Abstract: The research field called Science of Science aims to detect structural patterns in science itself. A prominent example is the widely recognized study by Park et al. (2023) that reported a decline in the disruptiveness of scientific and technological knowledge over time. Their main finding is based on the computation of CD indices, a measure of disruption in citation networks, across almost 45 million papers and 3.9 million patents. However, our recent preprint (Holst et al., 2024) fundamentally questions these results. In this talk, I will elaborate how we detected a software bug that hid a large number of maximally disruptive outliers, which turns out to be the main driver behind the reported decline of disruption. More precisely, the majority of the hidden outliers corresponds to database entries with zero references and the decline in disruptiveness is merely reflecting a relative decrease in those entries. Moreover, while these papers and patents with supposedly zero references are the hidden drivers of the reported decline, their source documents predominantly do make references, exposing them as pure dataset artefacts.
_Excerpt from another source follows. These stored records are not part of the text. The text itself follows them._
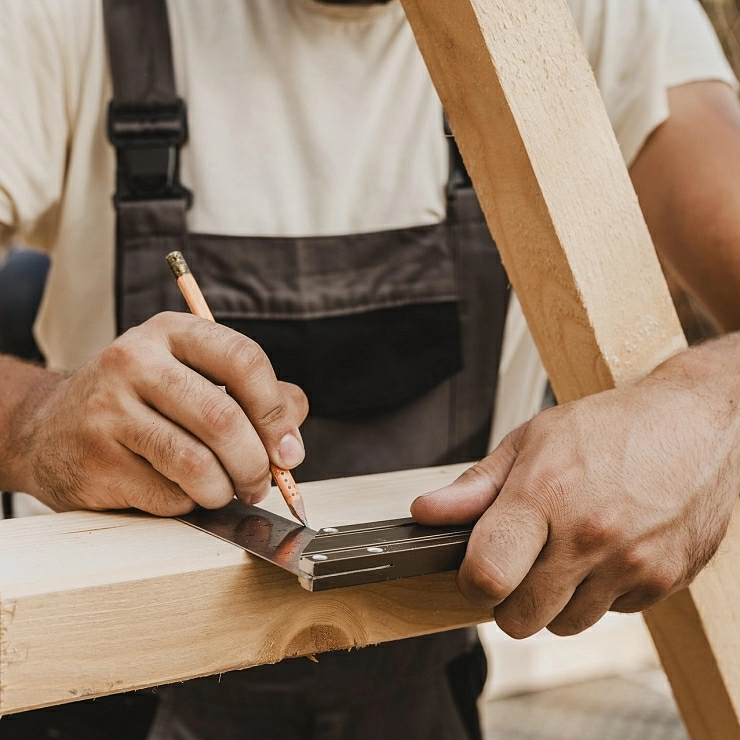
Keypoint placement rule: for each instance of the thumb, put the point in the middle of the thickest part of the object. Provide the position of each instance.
(465, 500)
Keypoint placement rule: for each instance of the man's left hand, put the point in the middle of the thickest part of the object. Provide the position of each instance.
(609, 503)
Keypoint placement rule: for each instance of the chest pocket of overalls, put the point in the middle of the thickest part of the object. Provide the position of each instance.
(363, 323)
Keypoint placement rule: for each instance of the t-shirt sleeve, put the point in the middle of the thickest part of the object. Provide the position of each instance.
(34, 120)
(639, 49)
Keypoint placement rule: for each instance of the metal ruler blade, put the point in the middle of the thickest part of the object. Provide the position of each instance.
(337, 556)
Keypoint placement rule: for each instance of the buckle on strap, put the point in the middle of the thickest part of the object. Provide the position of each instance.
(148, 142)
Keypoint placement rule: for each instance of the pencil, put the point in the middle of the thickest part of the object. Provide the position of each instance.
(198, 306)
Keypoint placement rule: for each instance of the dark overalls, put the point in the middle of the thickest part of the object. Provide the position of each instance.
(394, 336)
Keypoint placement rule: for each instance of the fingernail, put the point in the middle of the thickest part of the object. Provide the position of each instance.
(291, 451)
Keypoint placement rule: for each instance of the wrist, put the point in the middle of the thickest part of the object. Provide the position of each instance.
(27, 388)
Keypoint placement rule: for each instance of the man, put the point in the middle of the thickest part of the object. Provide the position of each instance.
(310, 121)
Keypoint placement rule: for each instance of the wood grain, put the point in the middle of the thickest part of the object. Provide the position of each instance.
(92, 604)
(524, 107)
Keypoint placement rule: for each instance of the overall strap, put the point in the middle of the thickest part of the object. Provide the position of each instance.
(147, 125)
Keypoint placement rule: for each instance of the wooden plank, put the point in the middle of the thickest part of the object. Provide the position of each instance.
(526, 112)
(93, 604)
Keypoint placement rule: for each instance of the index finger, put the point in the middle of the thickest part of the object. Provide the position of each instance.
(503, 547)
(233, 360)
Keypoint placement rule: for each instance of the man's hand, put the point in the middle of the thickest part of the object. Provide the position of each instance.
(609, 503)
(144, 424)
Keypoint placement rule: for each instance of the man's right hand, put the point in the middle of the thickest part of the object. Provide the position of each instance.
(144, 424)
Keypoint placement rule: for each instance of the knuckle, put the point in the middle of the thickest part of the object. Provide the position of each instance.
(246, 355)
(194, 462)
(119, 357)
(488, 579)
(221, 415)
(597, 531)
(273, 415)
(256, 470)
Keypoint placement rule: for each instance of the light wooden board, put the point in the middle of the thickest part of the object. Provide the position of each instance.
(526, 112)
(92, 604)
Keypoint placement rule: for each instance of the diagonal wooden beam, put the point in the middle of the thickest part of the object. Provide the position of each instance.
(526, 112)
(94, 604)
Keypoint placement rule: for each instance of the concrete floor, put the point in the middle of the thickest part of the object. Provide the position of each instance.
(633, 707)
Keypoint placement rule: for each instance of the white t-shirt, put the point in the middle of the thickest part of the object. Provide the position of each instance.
(305, 119)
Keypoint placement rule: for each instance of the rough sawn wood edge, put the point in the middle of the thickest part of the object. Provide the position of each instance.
(94, 604)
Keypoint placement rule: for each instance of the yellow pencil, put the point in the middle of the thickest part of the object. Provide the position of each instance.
(198, 306)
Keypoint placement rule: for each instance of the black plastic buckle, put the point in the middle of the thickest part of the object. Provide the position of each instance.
(147, 142)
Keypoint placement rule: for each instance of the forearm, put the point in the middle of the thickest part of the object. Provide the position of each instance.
(22, 387)
(687, 178)
(709, 375)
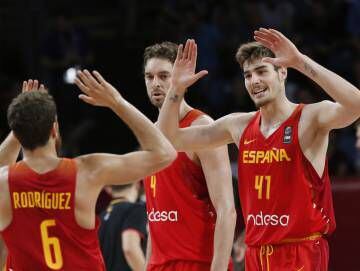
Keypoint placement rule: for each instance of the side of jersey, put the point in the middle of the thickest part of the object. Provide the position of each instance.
(281, 194)
(180, 214)
(43, 233)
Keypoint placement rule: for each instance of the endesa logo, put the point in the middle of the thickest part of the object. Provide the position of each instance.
(157, 216)
(268, 219)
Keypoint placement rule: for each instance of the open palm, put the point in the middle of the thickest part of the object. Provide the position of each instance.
(183, 74)
(286, 53)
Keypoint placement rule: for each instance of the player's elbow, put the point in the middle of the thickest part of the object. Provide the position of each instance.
(164, 157)
(227, 213)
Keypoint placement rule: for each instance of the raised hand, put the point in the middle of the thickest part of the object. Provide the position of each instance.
(96, 90)
(183, 74)
(32, 85)
(286, 53)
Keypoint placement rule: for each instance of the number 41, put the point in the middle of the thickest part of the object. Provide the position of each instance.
(259, 180)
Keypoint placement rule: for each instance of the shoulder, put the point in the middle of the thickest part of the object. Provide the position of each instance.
(202, 120)
(239, 120)
(4, 172)
(314, 108)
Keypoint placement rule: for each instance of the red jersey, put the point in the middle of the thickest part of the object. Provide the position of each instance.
(181, 216)
(282, 196)
(43, 233)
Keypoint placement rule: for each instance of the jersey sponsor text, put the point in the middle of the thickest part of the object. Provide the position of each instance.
(261, 219)
(157, 216)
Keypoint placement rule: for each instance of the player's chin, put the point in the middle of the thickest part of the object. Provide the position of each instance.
(157, 103)
(261, 102)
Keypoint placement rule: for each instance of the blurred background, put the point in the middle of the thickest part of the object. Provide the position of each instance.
(49, 40)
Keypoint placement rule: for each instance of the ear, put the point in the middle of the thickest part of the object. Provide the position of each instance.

I will also explain why the two main robustness checks in the original manuscript, a regression analysis and Monte Carlo simulations, failed to detect the apparent effect of the hidden outliers and elaborate on the challenges that we faced revolving around closed-source databases used in the study by Park et al. (2023).
– Park, M., Leahey, E., & Funk, R. J. (2023). Papers and patents are becoming less disruptive over time. Nature, 613(7942), 138-144.
– Holst, V., Algaba, A., Tori, F., Wenmackers, S., & Ginis, V. (2024). Dataset artefacts are the hidden drivers of the declining disruptiveness in science. arXiv preprint arXiv:2402.14583.